M. Fouquet has paid his court to her."
"To defend him would be to accuse herself, would it not?"
"I think it would."
"There is still another influence, what do you say to that?"
"Is it considerable?"
"The queen-mother, perhaps?"
"Her majesty, the queen-mother, has for M. Fouquet a weakness very
prejudicial to her son."
"Never believe that," said the old duchess, smiling.
"Oh!" said Colbert, with incredulity, "I have often experienced it."
"Formerly?"
"Very recently, madame, at Vaux. It was she who prevented the king from
having M. Fouquet arrested."
"People do not always entertain the same opinions, my dear monsieur.
That which the queen may have wished recently, she would not, perhaps,
to-day."
"And why not?" said Colbert, astonished.
"Oh! the reason is of very little consequence."

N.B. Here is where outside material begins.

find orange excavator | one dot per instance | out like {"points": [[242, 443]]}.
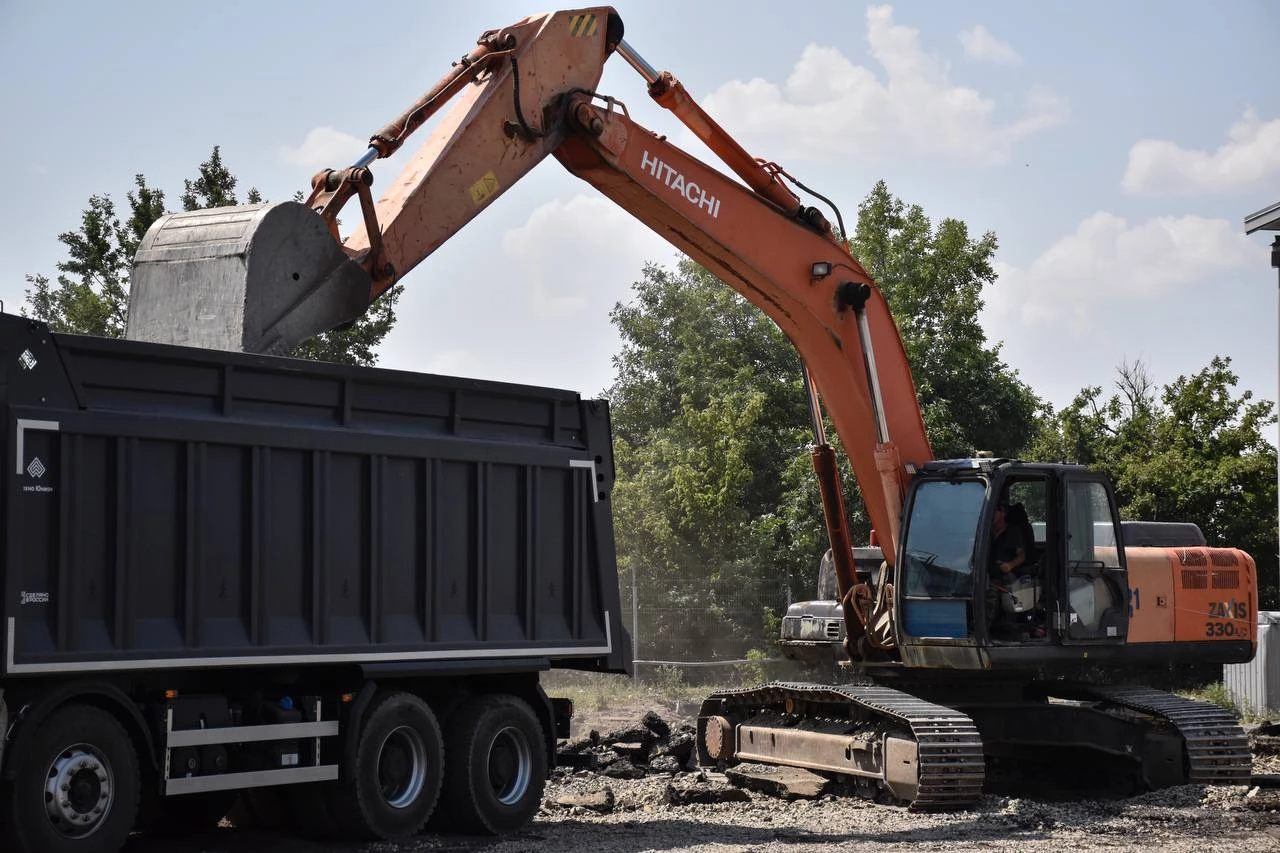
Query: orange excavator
{"points": [[967, 648]]}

"On the contrary, I think it is of great consequence; for, if I were
certain of not displeasing her majesty the queen-mother, all my scruples
would be removed."
"Well! have you never heard talk of a certain secret?"
"A secret?"
"Call it what you like. In short, the queen-mother has conceived a
horror for all those who have participated, in one fashion or another,
in the discovery of this secret, and M. Fouquet, I believe to be one of
these."
"Then," said Colbert, "we may be sure of the assent of the
queen-mother?"
"I have just left her majesty, and she assures me so."
"So be it then, madame."
"But there is something further: do you happen to know a man who was the
intimate friend of M. Fouquet, a M. dHerblay, a bishop, I believe?"
"Bishop of Vannes."
"Well! this M. dHerblay, who also knew the secret, the queen-mother is
having him pursued with the utmost rancor."
"Indeed!"
"So hotly pursued, that if he were dead she would not be satisfied with
anything less than his head, to satisfy her he would never speak
again."
"And is that the desire of the queen-mother?"
"An order is given for it."
"This Monsieur dHerblay shall be sought for, madame."
"Oh! it is well known where he is."
Colbert looked at the duchesse.
"Say where, madame."
"He is at Belle-Isle-en-Mer."
"At the residence of M. Fouquet?"
"At the residence of M. Fouquet."
"He shall be taken."
It was now the duchesses turn to smile. "Do not fancy that so easy,"
said she, "and do not promise it so lightly."
"Why not, madame?"
"Because M. dHerblay is not one of those people who can be taken just
when you please."
"He is a rebel, then!"
"Oh! Monsieur Colbert, we folks have passed all our lives in making
rebels, and yet you see plainly, that so far from being taken, we take
others."
Colbert fixed upon the old duchesse one of those fierce looks of which
no words can convey the expression, accompanied by a firmness which was
not wanting in grandeur. "The times are gone," said he, "in which
subjects gained duchies by making war against the king of France.